Latest update December 25th, 2024 1:10 AM
Mar 21, 2015 Letters
DEAR EDITOR,
Lest we repeat the errors of the past, the following is an earlier letter which has much relevance today as when it was first published.
As someone immersed in the economics of Guyana, I have been able to acquire some perspective on the evolution and machinations of Jagdeo’s brand of economics. This I would like to share with my fellow Guyanese so that we can be collectively aware of the challenges we face as a developing nation.
When Jagdeo ascended to the presidency, he had already been involved in transforming Guyana’s economy into its present dilemma.
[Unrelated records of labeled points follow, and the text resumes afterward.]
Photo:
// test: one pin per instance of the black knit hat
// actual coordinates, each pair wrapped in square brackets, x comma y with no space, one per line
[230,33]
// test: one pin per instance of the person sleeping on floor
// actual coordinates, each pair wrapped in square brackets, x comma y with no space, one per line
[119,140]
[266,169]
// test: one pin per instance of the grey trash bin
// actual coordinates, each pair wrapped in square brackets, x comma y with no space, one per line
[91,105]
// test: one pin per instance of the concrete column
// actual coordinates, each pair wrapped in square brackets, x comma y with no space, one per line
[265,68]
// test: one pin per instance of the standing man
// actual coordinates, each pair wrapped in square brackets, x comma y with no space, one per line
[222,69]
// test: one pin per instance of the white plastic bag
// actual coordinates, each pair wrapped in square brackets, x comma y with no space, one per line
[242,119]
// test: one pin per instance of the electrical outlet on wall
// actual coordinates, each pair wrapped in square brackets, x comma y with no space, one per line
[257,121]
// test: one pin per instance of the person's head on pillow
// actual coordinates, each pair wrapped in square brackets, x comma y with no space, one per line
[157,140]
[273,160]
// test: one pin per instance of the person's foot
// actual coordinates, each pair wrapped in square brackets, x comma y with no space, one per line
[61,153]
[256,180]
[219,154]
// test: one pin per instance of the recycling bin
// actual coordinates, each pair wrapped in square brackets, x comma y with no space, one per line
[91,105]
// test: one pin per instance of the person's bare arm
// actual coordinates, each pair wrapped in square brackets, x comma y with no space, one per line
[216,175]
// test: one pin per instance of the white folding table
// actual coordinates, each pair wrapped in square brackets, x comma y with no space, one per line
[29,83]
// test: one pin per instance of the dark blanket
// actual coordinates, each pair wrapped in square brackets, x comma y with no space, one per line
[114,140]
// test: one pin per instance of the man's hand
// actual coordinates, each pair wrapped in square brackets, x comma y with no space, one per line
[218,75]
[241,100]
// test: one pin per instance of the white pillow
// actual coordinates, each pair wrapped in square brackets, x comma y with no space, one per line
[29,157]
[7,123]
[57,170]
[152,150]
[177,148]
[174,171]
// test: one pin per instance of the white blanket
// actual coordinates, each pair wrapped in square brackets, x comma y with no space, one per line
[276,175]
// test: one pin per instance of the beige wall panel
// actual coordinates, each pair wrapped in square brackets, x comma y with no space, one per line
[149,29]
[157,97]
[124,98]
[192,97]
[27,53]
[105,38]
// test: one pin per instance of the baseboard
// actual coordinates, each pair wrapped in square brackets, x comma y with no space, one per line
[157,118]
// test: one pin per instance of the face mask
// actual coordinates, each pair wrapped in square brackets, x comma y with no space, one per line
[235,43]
Hoyte demitted office with the economy on track to becoming a mainly capitalist society with the privatization of the state-owned corporations and the other attendant measures typical of a free market economy.
Without a doubt, Guyana experienced strong growth as a result its return to free market economics, with the investment in Omai by Cambior being significant.
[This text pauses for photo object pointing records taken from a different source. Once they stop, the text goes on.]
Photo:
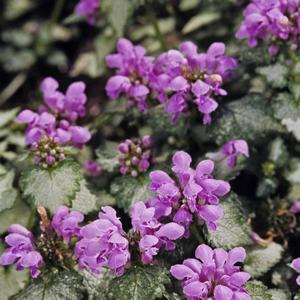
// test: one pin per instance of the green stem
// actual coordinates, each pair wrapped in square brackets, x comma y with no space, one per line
[196,234]
[157,30]
[58,7]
Under Hoyte, Guyana was ‘open for business’, as he recognized that Guyana desperately needed international investment and international investor confidence to kick start the economy and bring it back on track.
In short, (as is widely acknowledged) all the other measures adopted by Hoyte under the IMF’s Structural Adjustment Policies (and its successors) in the reversion to free market economics were responsible for the strong growth achieved in the years subsequent to Hoyte’s exit from office. (Admittedly, a number of these, the return to market exchange rates, for example, which triggered the severe bouts of inflation in the nineties, resulted in intense economic hardships for much of the population. Nevertheless, SIMAP had been established and it did its best to ameliorate the impact of the adjustment policies on the wider society).
What happened when the PPP came into government was that it recognized that Guyana had been bound to the Structural Adjustment Framework policies agreed to with the IMF and realized that there was very little it could do without raising concerns from Guyana’s international financial partners.
While parroting capitalism to the international community and the public, the PPP privately clung to its socialist/communist dogma. The PPP did its best to control private sector investment, as evidenced from the poor numbers on international investment and the bureaucratic foot-dragging of GO-Invest.
Instead of being an open channel for investment, GO-Invest became a bottleneck and a means of controlling/limiting foreign/private sector investment in Guyana.
Under socialism, private entrepreneurship and ownership is inimical to the wider society. And so Guyana continued for about a decade or so with poor investment from both local and foreign players, with the consequential return of comparatively poor economic growth in the late nineties to about the middle of the last decade.
As a socialist economist, Jagdeo recognized that there was nothing to be done about the private sector he literally grew up with, so he sought to control it and bend it to accomplish his grand ideas. The privatization process, which removed production from state control, opposed to Jagdeo’s socialist economics, turned out to be a blessing in disguise for him, since with the creation of NICIL, the money from the sale of all of the state public companies and other assets fell under his control. Of course, whatever he did via that entity was all ‘for the good of the country’ (Jagdeonomics).
The Low Carbon Development Strategy was a fine idea indeed. In fact it was a masterpiece in economics aimed at getting foreign finance while strangling private sector initiative in the background. The gentleman was nevertheless rightly credited with at least one honorary doctorate for his efforts.
Jagdeo had transformed himself into a true autocrat, with complete authority of Guyana’s economic and judicial framework. While there was a law and economics for the general population, there was also Jagdeo’s law and Jagdeo’s economics which superseded everything else. This was characterized by the pardoned atrocities of some of his notorious acolytes, who remain above the law, and on the other hand, powerful men like those who require no identification, who own and control large businesses across various sectors of the economy.
This is the true exercise of Jagdeo’s authority over Guyana. He has established powerful economic players with strong financial relationships and his (and our) more embarrassing public officials are above the law.
It is in this context we need to acknowledge the magnitude, dimension and partiality of Jagdeo’s authority and power across Guyana’s judiciary and economy, and recognize that his machinations and ideas are not conducive to real prosperity for ALL Guyanese, but in fact channel wealth into the hands of his select few.